ホメオスタシスについて正しいのはどれか。
正答:2
正答:2
血液の酸性度はごく狭い範囲に保たれており、およそ7.4になる。正答は2。
体液に関する基本的な数値を覚えているか。
体の中の環境は、外がどう変わっても一定に保たれるように調節されている。血液の酸性度もそのひとつで、およそ7.35から7.45という狭い範囲に収まっている。この範囲を外れると酵素が働かなくなるので、呼吸で二酸化炭素を調節し、腎で酸や重炭酸をやりとりして戻す。したがって記述2が正しい。誤肢は3つとも数字が違う。成人の1日の尿量はおよそ1000から1500ミリリットルで、400ミリリットルは尿が出にくくなった状態にあたる。細胞外液の濃さは0.9パーセントの食塩水とほぼ等しく、3パーセントではない。体液のうち細胞の中にある分は全体のおよそ3分の2を占めるので、15パーセントということはない。

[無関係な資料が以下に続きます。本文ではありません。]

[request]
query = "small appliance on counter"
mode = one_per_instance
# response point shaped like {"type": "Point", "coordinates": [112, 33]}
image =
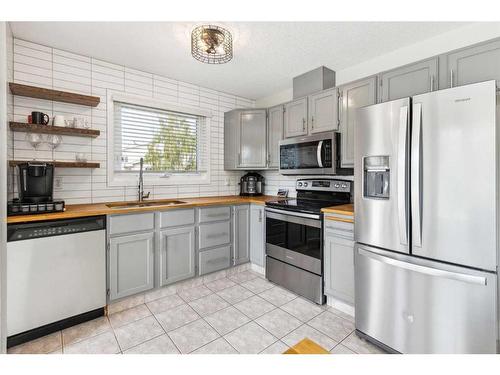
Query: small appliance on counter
{"type": "Point", "coordinates": [252, 184]}
{"type": "Point", "coordinates": [35, 185]}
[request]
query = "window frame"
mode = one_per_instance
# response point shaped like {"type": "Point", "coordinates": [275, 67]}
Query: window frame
{"type": "Point", "coordinates": [150, 178]}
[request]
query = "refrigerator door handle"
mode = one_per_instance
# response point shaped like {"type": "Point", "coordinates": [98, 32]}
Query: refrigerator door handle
{"type": "Point", "coordinates": [471, 279]}
{"type": "Point", "coordinates": [416, 182]}
{"type": "Point", "coordinates": [402, 157]}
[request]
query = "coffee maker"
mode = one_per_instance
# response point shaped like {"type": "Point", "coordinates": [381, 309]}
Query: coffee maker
{"type": "Point", "coordinates": [251, 184]}
{"type": "Point", "coordinates": [35, 190]}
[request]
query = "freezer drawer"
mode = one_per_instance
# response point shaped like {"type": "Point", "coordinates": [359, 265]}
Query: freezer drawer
{"type": "Point", "coordinates": [417, 306]}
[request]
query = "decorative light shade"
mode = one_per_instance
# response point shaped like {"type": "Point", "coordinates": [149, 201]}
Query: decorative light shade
{"type": "Point", "coordinates": [211, 44]}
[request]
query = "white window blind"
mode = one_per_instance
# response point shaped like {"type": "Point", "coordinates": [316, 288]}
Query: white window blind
{"type": "Point", "coordinates": [169, 142]}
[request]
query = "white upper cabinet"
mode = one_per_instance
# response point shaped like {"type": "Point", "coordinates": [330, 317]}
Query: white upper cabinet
{"type": "Point", "coordinates": [409, 80]}
{"type": "Point", "coordinates": [296, 118]}
{"type": "Point", "coordinates": [323, 108]}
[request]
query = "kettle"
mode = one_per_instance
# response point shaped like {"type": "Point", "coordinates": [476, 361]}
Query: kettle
{"type": "Point", "coordinates": [251, 184]}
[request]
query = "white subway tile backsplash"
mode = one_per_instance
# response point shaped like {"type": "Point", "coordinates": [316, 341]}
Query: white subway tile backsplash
{"type": "Point", "coordinates": [34, 64]}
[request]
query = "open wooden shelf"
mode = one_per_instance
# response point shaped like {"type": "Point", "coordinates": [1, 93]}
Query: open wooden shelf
{"type": "Point", "coordinates": [60, 164]}
{"type": "Point", "coordinates": [49, 94]}
{"type": "Point", "coordinates": [48, 129]}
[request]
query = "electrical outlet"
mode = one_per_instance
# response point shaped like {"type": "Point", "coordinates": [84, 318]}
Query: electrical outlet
{"type": "Point", "coordinates": [58, 183]}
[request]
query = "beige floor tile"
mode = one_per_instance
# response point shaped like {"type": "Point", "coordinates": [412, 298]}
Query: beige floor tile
{"type": "Point", "coordinates": [219, 346]}
{"type": "Point", "coordinates": [250, 338]}
{"type": "Point", "coordinates": [278, 296]}
{"type": "Point", "coordinates": [193, 336]}
{"type": "Point", "coordinates": [138, 332]}
{"type": "Point", "coordinates": [235, 294]}
{"type": "Point", "coordinates": [302, 309]}
{"type": "Point", "coordinates": [85, 330]}
{"type": "Point", "coordinates": [42, 345]}
{"type": "Point", "coordinates": [226, 320]}
{"type": "Point", "coordinates": [341, 349]}
{"type": "Point", "coordinates": [177, 317]}
{"type": "Point", "coordinates": [159, 345]}
{"type": "Point", "coordinates": [311, 333]}
{"type": "Point", "coordinates": [277, 348]}
{"type": "Point", "coordinates": [220, 284]}
{"type": "Point", "coordinates": [361, 346]}
{"type": "Point", "coordinates": [104, 343]}
{"type": "Point", "coordinates": [332, 325]}
{"type": "Point", "coordinates": [208, 305]}
{"type": "Point", "coordinates": [192, 294]}
{"type": "Point", "coordinates": [257, 285]}
{"type": "Point", "coordinates": [128, 316]}
{"type": "Point", "coordinates": [254, 307]}
{"type": "Point", "coordinates": [165, 303]}
{"type": "Point", "coordinates": [278, 322]}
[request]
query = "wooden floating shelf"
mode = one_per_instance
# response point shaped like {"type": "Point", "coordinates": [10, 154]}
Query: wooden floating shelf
{"type": "Point", "coordinates": [49, 94]}
{"type": "Point", "coordinates": [60, 164]}
{"type": "Point", "coordinates": [48, 129]}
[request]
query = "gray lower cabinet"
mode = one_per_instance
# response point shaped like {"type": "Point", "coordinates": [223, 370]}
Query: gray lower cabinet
{"type": "Point", "coordinates": [257, 235]}
{"type": "Point", "coordinates": [322, 111]}
{"type": "Point", "coordinates": [339, 265]}
{"type": "Point", "coordinates": [409, 80]}
{"type": "Point", "coordinates": [473, 64]}
{"type": "Point", "coordinates": [241, 246]}
{"type": "Point", "coordinates": [177, 254]}
{"type": "Point", "coordinates": [275, 135]}
{"type": "Point", "coordinates": [353, 96]}
{"type": "Point", "coordinates": [131, 264]}
{"type": "Point", "coordinates": [295, 121]}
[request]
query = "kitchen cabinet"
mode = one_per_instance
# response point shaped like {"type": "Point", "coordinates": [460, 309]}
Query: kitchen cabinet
{"type": "Point", "coordinates": [275, 134]}
{"type": "Point", "coordinates": [353, 96]}
{"type": "Point", "coordinates": [245, 140]}
{"type": "Point", "coordinates": [409, 80]}
{"type": "Point", "coordinates": [241, 222]}
{"type": "Point", "coordinates": [177, 254]}
{"type": "Point", "coordinates": [131, 264]}
{"type": "Point", "coordinates": [322, 110]}
{"type": "Point", "coordinates": [257, 245]}
{"type": "Point", "coordinates": [473, 64]}
{"type": "Point", "coordinates": [339, 260]}
{"type": "Point", "coordinates": [295, 119]}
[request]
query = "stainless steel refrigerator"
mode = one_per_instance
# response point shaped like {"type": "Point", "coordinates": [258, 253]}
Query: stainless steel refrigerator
{"type": "Point", "coordinates": [426, 221]}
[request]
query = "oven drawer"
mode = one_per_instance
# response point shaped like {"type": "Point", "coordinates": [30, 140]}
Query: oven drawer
{"type": "Point", "coordinates": [292, 257]}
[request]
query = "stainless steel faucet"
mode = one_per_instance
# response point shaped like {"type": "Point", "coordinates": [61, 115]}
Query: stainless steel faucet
{"type": "Point", "coordinates": [141, 194]}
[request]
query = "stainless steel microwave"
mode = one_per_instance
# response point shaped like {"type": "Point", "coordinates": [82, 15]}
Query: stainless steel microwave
{"type": "Point", "coordinates": [314, 154]}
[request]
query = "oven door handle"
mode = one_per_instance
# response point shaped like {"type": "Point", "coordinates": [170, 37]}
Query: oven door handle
{"type": "Point", "coordinates": [318, 154]}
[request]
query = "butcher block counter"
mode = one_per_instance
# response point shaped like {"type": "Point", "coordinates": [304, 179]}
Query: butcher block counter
{"type": "Point", "coordinates": [94, 209]}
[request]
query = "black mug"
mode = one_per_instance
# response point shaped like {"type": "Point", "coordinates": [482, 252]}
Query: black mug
{"type": "Point", "coordinates": [39, 118]}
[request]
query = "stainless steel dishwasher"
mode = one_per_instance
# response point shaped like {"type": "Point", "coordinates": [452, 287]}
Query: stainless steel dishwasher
{"type": "Point", "coordinates": [56, 275]}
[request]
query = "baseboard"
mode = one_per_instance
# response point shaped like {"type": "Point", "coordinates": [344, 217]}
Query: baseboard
{"type": "Point", "coordinates": [340, 305]}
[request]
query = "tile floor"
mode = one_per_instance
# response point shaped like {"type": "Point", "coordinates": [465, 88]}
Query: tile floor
{"type": "Point", "coordinates": [242, 313]}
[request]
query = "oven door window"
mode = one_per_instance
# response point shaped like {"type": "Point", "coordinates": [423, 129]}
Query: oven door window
{"type": "Point", "coordinates": [294, 236]}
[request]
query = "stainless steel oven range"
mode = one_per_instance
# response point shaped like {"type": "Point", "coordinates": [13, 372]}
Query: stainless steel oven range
{"type": "Point", "coordinates": [294, 236]}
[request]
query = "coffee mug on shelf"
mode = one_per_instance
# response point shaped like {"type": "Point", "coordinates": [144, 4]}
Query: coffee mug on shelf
{"type": "Point", "coordinates": [39, 118]}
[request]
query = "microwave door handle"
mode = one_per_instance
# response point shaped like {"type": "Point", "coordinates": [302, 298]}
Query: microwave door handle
{"type": "Point", "coordinates": [416, 178]}
{"type": "Point", "coordinates": [401, 171]}
{"type": "Point", "coordinates": [318, 154]}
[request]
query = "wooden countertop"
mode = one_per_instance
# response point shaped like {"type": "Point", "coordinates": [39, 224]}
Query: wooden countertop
{"type": "Point", "coordinates": [94, 209]}
{"type": "Point", "coordinates": [344, 209]}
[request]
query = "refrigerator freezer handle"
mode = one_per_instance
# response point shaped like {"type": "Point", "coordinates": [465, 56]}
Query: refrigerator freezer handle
{"type": "Point", "coordinates": [416, 183]}
{"type": "Point", "coordinates": [402, 170]}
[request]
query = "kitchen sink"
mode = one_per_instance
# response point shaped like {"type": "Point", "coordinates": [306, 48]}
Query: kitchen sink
{"type": "Point", "coordinates": [120, 205]}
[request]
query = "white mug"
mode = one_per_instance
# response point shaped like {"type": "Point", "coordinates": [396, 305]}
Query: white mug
{"type": "Point", "coordinates": [58, 120]}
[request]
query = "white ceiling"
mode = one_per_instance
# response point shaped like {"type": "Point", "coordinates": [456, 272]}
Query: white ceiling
{"type": "Point", "coordinates": [267, 55]}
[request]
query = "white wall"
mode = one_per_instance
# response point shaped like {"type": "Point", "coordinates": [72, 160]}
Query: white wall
{"type": "Point", "coordinates": [455, 39]}
{"type": "Point", "coordinates": [44, 66]}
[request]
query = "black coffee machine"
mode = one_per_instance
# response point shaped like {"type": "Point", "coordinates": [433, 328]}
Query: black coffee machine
{"type": "Point", "coordinates": [36, 188]}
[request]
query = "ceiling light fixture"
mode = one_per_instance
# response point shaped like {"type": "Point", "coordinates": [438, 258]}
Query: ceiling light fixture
{"type": "Point", "coordinates": [211, 44]}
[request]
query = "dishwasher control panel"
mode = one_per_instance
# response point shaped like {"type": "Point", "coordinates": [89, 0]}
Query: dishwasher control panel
{"type": "Point", "coordinates": [26, 231]}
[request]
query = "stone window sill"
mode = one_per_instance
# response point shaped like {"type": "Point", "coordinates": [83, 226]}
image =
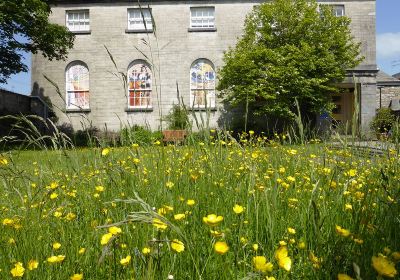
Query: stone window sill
{"type": "Point", "coordinates": [205, 29]}
{"type": "Point", "coordinates": [145, 109]}
{"type": "Point", "coordinates": [138, 30]}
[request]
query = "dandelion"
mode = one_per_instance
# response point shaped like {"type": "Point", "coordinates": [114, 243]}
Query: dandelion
{"type": "Point", "coordinates": [33, 264]}
{"type": "Point", "coordinates": [76, 276]}
{"type": "Point", "coordinates": [212, 219]}
{"type": "Point", "coordinates": [221, 247]}
{"type": "Point", "coordinates": [238, 209]}
{"type": "Point", "coordinates": [383, 266]}
{"type": "Point", "coordinates": [177, 246]}
{"type": "Point", "coordinates": [18, 270]}
{"type": "Point", "coordinates": [125, 261]}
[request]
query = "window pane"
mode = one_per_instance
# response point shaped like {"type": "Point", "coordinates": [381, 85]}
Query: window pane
{"type": "Point", "coordinates": [202, 84]}
{"type": "Point", "coordinates": [140, 85]}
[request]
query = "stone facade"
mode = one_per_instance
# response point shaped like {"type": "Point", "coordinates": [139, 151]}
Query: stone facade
{"type": "Point", "coordinates": [174, 48]}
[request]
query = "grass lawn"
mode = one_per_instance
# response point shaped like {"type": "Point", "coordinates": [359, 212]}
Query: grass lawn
{"type": "Point", "coordinates": [223, 211]}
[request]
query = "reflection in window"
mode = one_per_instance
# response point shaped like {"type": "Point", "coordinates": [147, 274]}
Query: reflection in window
{"type": "Point", "coordinates": [77, 84]}
{"type": "Point", "coordinates": [202, 84]}
{"type": "Point", "coordinates": [139, 85]}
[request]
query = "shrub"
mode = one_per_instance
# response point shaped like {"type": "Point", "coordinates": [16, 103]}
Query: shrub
{"type": "Point", "coordinates": [383, 120]}
{"type": "Point", "coordinates": [178, 118]}
{"type": "Point", "coordinates": [139, 135]}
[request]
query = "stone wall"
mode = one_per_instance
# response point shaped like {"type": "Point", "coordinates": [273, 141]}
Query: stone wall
{"type": "Point", "coordinates": [173, 50]}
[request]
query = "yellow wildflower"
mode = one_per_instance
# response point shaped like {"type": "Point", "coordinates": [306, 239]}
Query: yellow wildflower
{"type": "Point", "coordinates": [212, 219]}
{"type": "Point", "coordinates": [177, 246]}
{"type": "Point", "coordinates": [18, 270]}
{"type": "Point", "coordinates": [33, 264]}
{"type": "Point", "coordinates": [220, 247]}
{"type": "Point", "coordinates": [260, 264]}
{"type": "Point", "coordinates": [238, 209]}
{"type": "Point", "coordinates": [125, 261]}
{"type": "Point", "coordinates": [76, 276]}
{"type": "Point", "coordinates": [114, 230]}
{"type": "Point", "coordinates": [383, 266]}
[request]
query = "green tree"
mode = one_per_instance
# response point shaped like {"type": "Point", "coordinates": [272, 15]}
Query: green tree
{"type": "Point", "coordinates": [291, 50]}
{"type": "Point", "coordinates": [24, 27]}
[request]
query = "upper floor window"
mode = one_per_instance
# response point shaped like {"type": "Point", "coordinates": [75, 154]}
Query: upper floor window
{"type": "Point", "coordinates": [139, 85]}
{"type": "Point", "coordinates": [77, 85]}
{"type": "Point", "coordinates": [202, 17]}
{"type": "Point", "coordinates": [78, 20]}
{"type": "Point", "coordinates": [202, 84]}
{"type": "Point", "coordinates": [137, 19]}
{"type": "Point", "coordinates": [338, 10]}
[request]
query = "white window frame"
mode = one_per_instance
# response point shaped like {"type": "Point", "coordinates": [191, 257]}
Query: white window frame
{"type": "Point", "coordinates": [145, 93]}
{"type": "Point", "coordinates": [202, 17]}
{"type": "Point", "coordinates": [80, 21]}
{"type": "Point", "coordinates": [135, 19]}
{"type": "Point", "coordinates": [79, 102]}
{"type": "Point", "coordinates": [338, 10]}
{"type": "Point", "coordinates": [210, 102]}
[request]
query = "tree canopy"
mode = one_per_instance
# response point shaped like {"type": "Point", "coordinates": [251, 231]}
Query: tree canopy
{"type": "Point", "coordinates": [291, 50]}
{"type": "Point", "coordinates": [25, 27]}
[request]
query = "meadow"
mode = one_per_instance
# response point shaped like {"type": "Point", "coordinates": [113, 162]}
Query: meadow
{"type": "Point", "coordinates": [255, 209]}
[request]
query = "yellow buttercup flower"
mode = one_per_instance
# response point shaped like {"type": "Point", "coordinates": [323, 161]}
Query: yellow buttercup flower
{"type": "Point", "coordinates": [343, 232]}
{"type": "Point", "coordinates": [190, 202]}
{"type": "Point", "coordinates": [33, 264]}
{"type": "Point", "coordinates": [125, 261]}
{"type": "Point", "coordinates": [284, 260]}
{"type": "Point", "coordinates": [177, 246]}
{"type": "Point", "coordinates": [260, 264]}
{"type": "Point", "coordinates": [105, 152]}
{"type": "Point", "coordinates": [76, 276]}
{"type": "Point", "coordinates": [212, 219]}
{"type": "Point", "coordinates": [114, 230]}
{"type": "Point", "coordinates": [146, 250]}
{"type": "Point", "coordinates": [18, 270]}
{"type": "Point", "coordinates": [56, 259]}
{"type": "Point", "coordinates": [158, 224]}
{"type": "Point", "coordinates": [383, 266]}
{"type": "Point", "coordinates": [220, 247]}
{"type": "Point", "coordinates": [179, 217]}
{"type": "Point", "coordinates": [238, 209]}
{"type": "Point", "coordinates": [342, 276]}
{"type": "Point", "coordinates": [106, 238]}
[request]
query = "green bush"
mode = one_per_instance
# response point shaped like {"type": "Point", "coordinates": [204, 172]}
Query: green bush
{"type": "Point", "coordinates": [178, 118]}
{"type": "Point", "coordinates": [138, 135]}
{"type": "Point", "coordinates": [383, 121]}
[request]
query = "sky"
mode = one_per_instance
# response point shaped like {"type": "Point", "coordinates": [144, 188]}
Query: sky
{"type": "Point", "coordinates": [387, 43]}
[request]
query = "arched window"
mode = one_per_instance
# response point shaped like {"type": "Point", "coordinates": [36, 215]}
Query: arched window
{"type": "Point", "coordinates": [202, 84]}
{"type": "Point", "coordinates": [139, 85]}
{"type": "Point", "coordinates": [77, 84]}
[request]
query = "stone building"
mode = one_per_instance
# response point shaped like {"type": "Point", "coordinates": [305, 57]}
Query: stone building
{"type": "Point", "coordinates": [175, 58]}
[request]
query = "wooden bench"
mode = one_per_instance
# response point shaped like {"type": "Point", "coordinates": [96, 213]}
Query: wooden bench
{"type": "Point", "coordinates": [175, 136]}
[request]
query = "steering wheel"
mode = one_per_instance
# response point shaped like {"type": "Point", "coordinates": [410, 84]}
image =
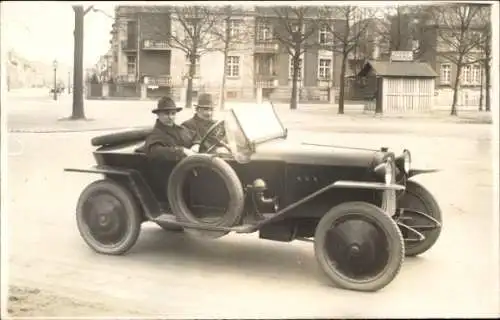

血液の酸性度は7という中性の値と近いので、7.4という数字が中性寄りだと思いやすいが、実際にはごく狭い範囲にしか許容がない。ここから外れることの危険は、数字の小ささからは伝わりにくい。0.9パーセントという濃さも、生理食塩水として実務で使う値なので、赤血球が壊れない濃さと結びつけて覚える。
体液は全体で体重のおよそ6割を占め、そのうち3分の2が細胞の中、3分の1が細胞の外にある。細胞の外の分はさらに、血管の中と、細胞の間を満たす分に分かれる。酸性度の調節は、呼吸による二酸化炭素の出し入れが速く働き、腎による調節が遅れて確実に働く。呼吸が乱れると酸性度も乱れるのはこのためで、過換気ではアルカリ性に傾く。
体液の数値を4つ並べ、桁や割合を変える。解法は、(1) 覚えている数値を先に挙げる、(2) 実務で使う値(生理食塩水の濃さ、1日尿量)と照合する、(3) 割合の分母が何かを確認する。
血液のpHは約7.4。1日の尿量は400ではなく1000〜1500ミリリットル、細胞外液の濃さは3ではなく0.9パーセントの食塩水と等しく、細胞内液は15ではなく体液の約3分の2を占める。